Doctor Odd’s red-rimmed eyes peered at the hundreds of monitors on the wall.
“Why are you watching all of these science conferences at once?” asked his assistant.
“I must remain current,” said Odd. “I cannot allow ignorance to take a hold of my great mind. I must know everything.”
The assistant smirked. “Don’t you need to sleep at some point?”
“I am asleep,” said the mad scientist, tapping the glowing green steel cap on his head. “This device allows me to dream all of this.”
His assistant shrugged, turned into a hot dog, and flew back to the Mushroom Kingdom.
Nobody wants to see-saw with little Harvey, so Dr. Odd programmed the teaching assistant robot to see-saw.
Kids love robots. Now every kid wants to see-saw with the robot. But instead of taking turns, they fight.
Fights aren’t healthy, so Dr. Odd reprogrammed the robot to stop see-sawing.
Without the robot, the kids didn’t want to see-saw anymore.
Except for Harvey. Poor Harvey, sitting all alone.
That’s not healthy either. So Dr. Odd reprogrammed him, too.
Harvey’s much happier playing tag and pulling pigtails with the rest of the kids.
How do you feel about that?
Sad? Well, hold still.
Doctor Odd looked at the destruction in the yard, sighed, and kneeled down to talk to his daughter.

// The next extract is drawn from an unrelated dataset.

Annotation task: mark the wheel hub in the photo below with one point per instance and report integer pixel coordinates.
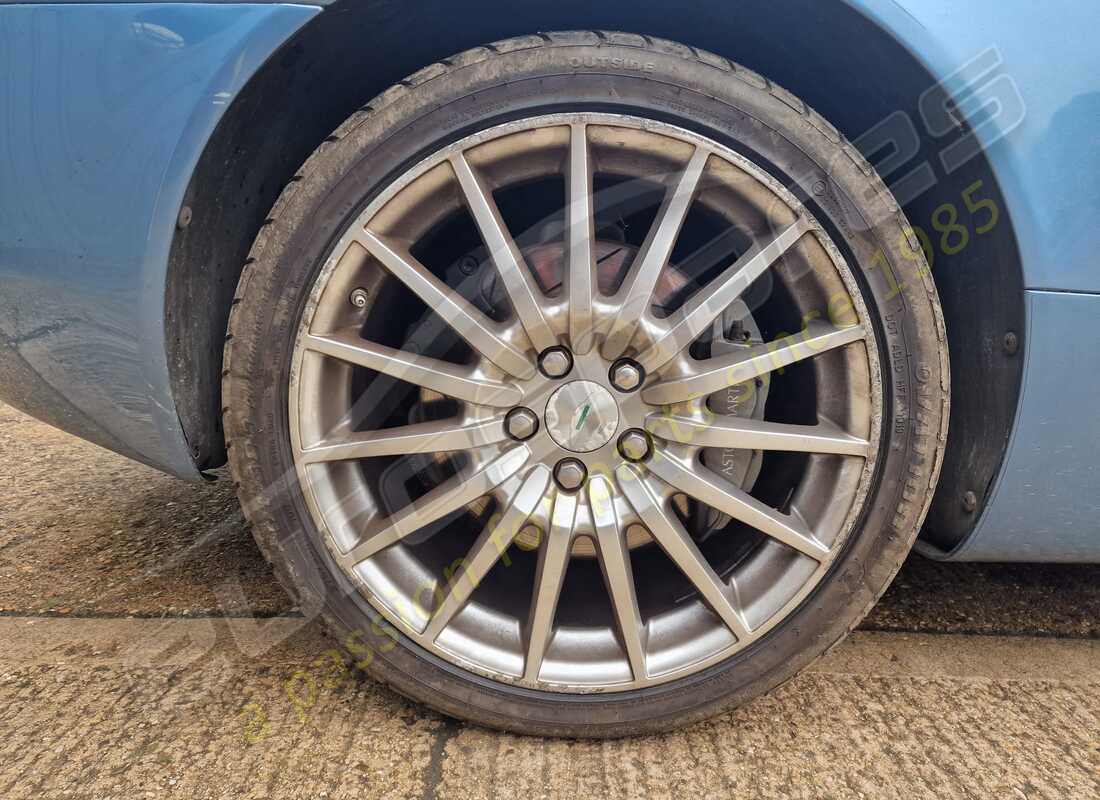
(582, 416)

“Pumpkin,” he said. “Remember when Daddy taught you about grafting?”
Pumpkin nodded her head.
“Well, there’s a good kind of grafting and a bad kind. Good grafting is when you combine plant varieties to make bug-resistant species or crops that survive droughts.”
“Bad grafting is what you did with your friend Bobby, the lawnmower, and your dog.”

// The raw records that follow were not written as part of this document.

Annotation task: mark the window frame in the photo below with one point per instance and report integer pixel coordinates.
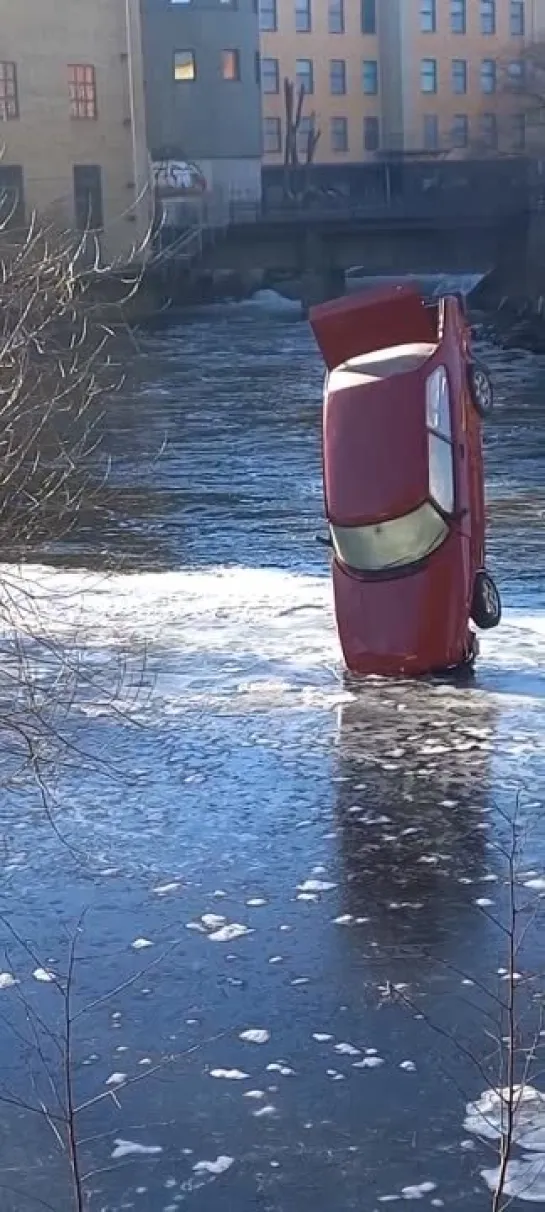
(235, 52)
(430, 121)
(303, 16)
(463, 80)
(336, 17)
(432, 75)
(271, 123)
(191, 61)
(342, 78)
(269, 58)
(371, 123)
(368, 17)
(268, 9)
(300, 76)
(9, 91)
(82, 76)
(459, 123)
(491, 76)
(337, 129)
(488, 18)
(458, 17)
(374, 78)
(517, 18)
(428, 16)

“Daddy will clean up this mess. Now go wash up for dinner.”
Pumpkin ran inside and squealed happily for tater tots.
Doctor Odd held the eggs against the phase-regulated vacuum pump and flipped the switch.
“Watch!” he yelled.
The eggs vibrated for a moment, glowed red, and then their insides dropped into the skillet below.

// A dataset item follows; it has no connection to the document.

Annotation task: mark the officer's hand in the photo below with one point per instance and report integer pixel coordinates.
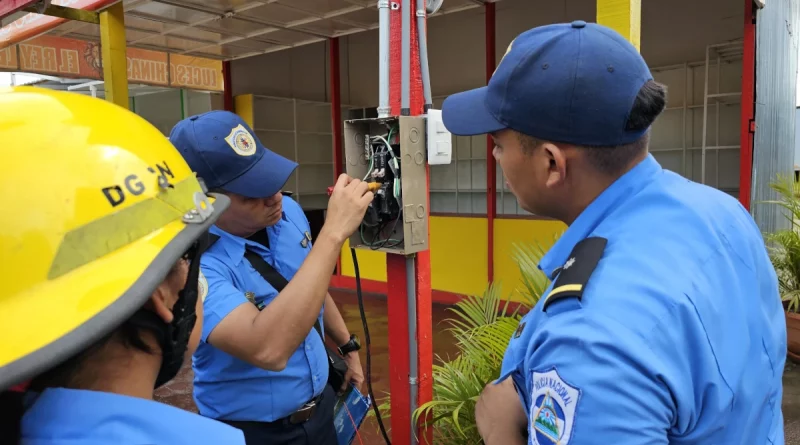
(499, 414)
(346, 207)
(355, 374)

“Success,” said Odd, inspecting the shells.
Not a crack.
“You can’t do this!” shouted his assistant. “This is madness! You cannot make an omelet without breaking a few eggs!”
“You’re right,” said Odd, looking at the bubbling eggy goop in the frying pan.
“Thank God you came to your senses, Doctor,” said his assistant.
“What was I thinking?” said Doctor Odd. “It needs peppers and mushrooms!”
I see you like the box. Would you like to know what it does?
Press the button once, and the box will buzz.
Press the button two times, and the box plays music.
Press the button three times, and the music stops.
Press the button four times, and the box will sparkle with pretty green lights for five seconds.
Press the button five times, and the box will emit a cloud of lemon-scented steam.
Whatever you do, don’t push and hold the button.
What happens? Well, according to my blueprints, the world ends.
You have yourself a box.
Ever since he first heard the song, Dr. Odd has been working hard on getting Jesse’s girl for Rick Springfield.
At first, he tried pheromones and hypnosis. That just made her confused and somewhat psychotic.
He considered violently removing Jesse from the picture, but that would just get the girl worried about Jesse.
Finally, he decided cloning was the correct route. Using accelerated growth tanks, he produced a perfect biological replica.
Without any of the emotional or intellectual experience of Jesse’s girl, of course. Her mind was a complete blank.
As for Dr. Odd, well, success hasn’t spoiled him yet.
“Ladies and gentlemen – observe!”
Doctor Odd wheeled the patient into the gigantic auditorium and began his presentation on the Applied Healing Power Of Laughter.
As the lecture progressed into carefully-orchestrated absurdity, thousands of doctors in the audience began to laugh.
And laugh. And laugh. And laugh.
Soon, the entire audience roared with laughter… into the Sonic Focusing Array!
Doctor Odd turned a few knobs, threw switches, and yelled “Now watch this!”
The patient’s wheelchair shook, glowed blue…
Despite the setback, Doctor Odd still managed to get funding from the Pentagon.
Weapon of mass hysteria, they called it.
Doctor Odd received the express written consent of Major League Baseball on Monday.
By Wednesday, Idaho was gone. Totally vanished. Nowhere to be found.
The market reacted quickly. Prices for potatoes skyrocketed. “Would you like fries with that?” was whispered only among the wealthy.
Congress held weeks of hearings, but they never did receive an adequate explanation from the baseball commissioner or Doctor Odd.
He said he was just being patriotic and trying to make Syria vanish, but his calculations were off by a bit.
What I found strange was that nobody ever asked for him to bring Idaho back.